Ecco, dubbi zero, sale proprio verso di me, dalla parte poi dove il bosco e a ceduo e la macchia è spoglia. Armo i cani dell’express, mentre sento l’adrenalina che inizia a scaldare il sangue ed i pensieri.
Due, tre minuti d’attesa, ed ecco che annunciati dal montare della canizza dei tigrati, arrivano i cinghiali. “Puntate dritti, puntate dritti...!” E invece no. Escono sul margine del prato, per poi pigliare lungo l’argine del bosco, al fine di guadagnare la foresta dall’altra parte.
80/100 metri... “tiro, o non tiro? ...tiro!”. Ma miro male, e lascio la più indecisa delle botte che naturalmente va a piantarsi per le terre chissà dove...
Inutile cercare tracce di sangue, inutile ogni cosa: ho padellato, ed è tutta colpa mia.
L’occasione è svanita. Si cambiano le poste e ovviamente, ricarico il fucile con un incazzatura che potete facilmente immaginare.
Dream comes true... (nei panni di Nathan!)
Cambio di scenario. Dopo un'attesa che si fa troppo lunga, decidiamo di lasciare la posta, decidiamo di muovercii, proseguendo la caccia alla cerca.
Siamo nel bosco ora, nel fitto. Sopra un torrente. Scorgo tratturi di cinghiali, e capisco perché anche qui siano state realizzate delle poste.
Rimimo i tiri, cerco di acquisire le linee e le distanze, calcolo anticipi e immagino scenari. Il tutto, mentre vengo rapito dalla bellezza assoluta del teatro naturale in cui mi trovo.
Caccio sempre anche con le orecchie, e un po’ mi infastidisce lo scroscio dell’altrimenti meravigliosa cascata che si tuffa alle mie spalle...
Dopo attimi d’attesa, la battuta riparte.
Tre volte prova a partire, tre volte si arresta. Poi, attimi in cui non sento nulla che diventano decine di minuti.
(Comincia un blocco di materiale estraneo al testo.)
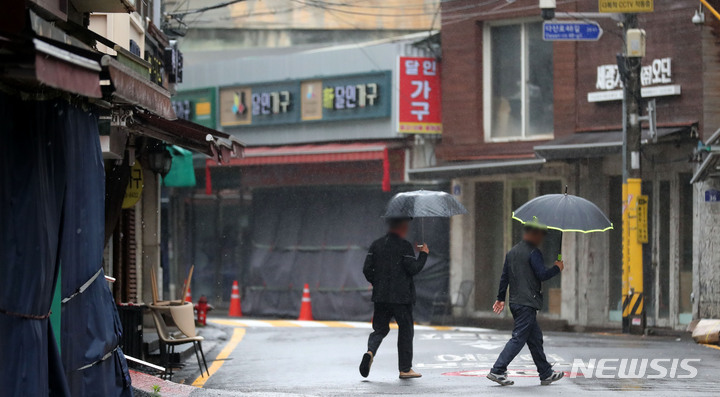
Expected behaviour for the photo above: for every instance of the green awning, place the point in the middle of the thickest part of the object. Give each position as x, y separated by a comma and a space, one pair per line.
182, 172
Di colpo, arriva uno dei tracciatori trafelato, che mi avvisa che mezzo chilometro a valle, i cani stanno abbaiando a fermo, ed è bene che mi dia una mossa...
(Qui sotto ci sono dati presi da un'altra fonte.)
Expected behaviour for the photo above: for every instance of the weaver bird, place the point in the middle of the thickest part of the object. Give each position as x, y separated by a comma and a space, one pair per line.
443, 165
È qui che scatta una specie di miracolo.
Noi che corriamo fra i boschi, su e giù, danzando quasi fra le fronde e i rami e gli scoscesi (grazie Dio, per avermi fatto atletico!), gli alberi e gli scenari, che si alternano uno via l’altro, ed io che mi palleggio fra le mani, sempre in cerca d’equilibrio il mio express...
Fra il mio respiro forte e il cuore che mi martella nelle vene, ecco che finalmente sento i cani che abbaiano a fermo, 150 metri sotto e certamente di là dal torrente.
Ok, nel film i cani non c’erano, qui sono cinghiali invece di un cervo, lui non è un pellerossa e nemmeno io sono Natty Bampoo, ma porca bestia, la sensazione di vivere la stessa, identica scena da protagonista, è talmente forte da essere scioccante!
A gesti ci diamo i compiti: lui salterà di là del torrente per andare dai cani e incalzare i cinghiali verso di me, io raggiungerò il posto più utile per cercare di sparare.
Schizziamo uno per parte...
100, 50, 15/20 metri, eccomi sul torrente, dall’altra parte i cani che abbaiano fra un coacervo verde di cui non distinguo nulla.
Uno? Un branco? Quanti saranno?
Provo a scrutare, ma è tutto inutile.
Di colpo al coro dei cani, si uniscono le grida degli uomini.
E come sempre succede tutto in un lampo. I cinghiali (erano un branchetto) si buttano verso il fiume ed irrompono sotto di me, verso destra.
Ne miro uno, il più scuro fra i porcastroni, e lo fermo lì dov’è con un tiro di precisione questa volta assoluta. Crolla, si stoppa sul posto, come fosse andato a sbattere contro un muro di cemento, ed invece era una palla perfettamente indirizzata con angolazione alto/basso alla spalla sua sinistra, un poco verso il collo.
Ecco, è finita. Scendo in basso e mi raggiungono anche gli altri. I complimenti di rito. Il rituale di omaggio alla spoglia e al cacciatore che avviene in fondo al fosso, nel torrente. Il tutto fra il profumo di polvere bruciata, diffuso da una nebbiolina azzurra che infonde al tutto un senso di magia.
Non è una bacchetta magica che l'ha creata, ma il Kodiak Pedersoli, un’arma particolare, efficacissima, letale. Non di meno, portatrice di poesia e piacere puro, che si fa difficoltà a crederci.
Come sempre capita con le fiabe e le leggende, solo tali per chi è ancora capace di credere e sognare!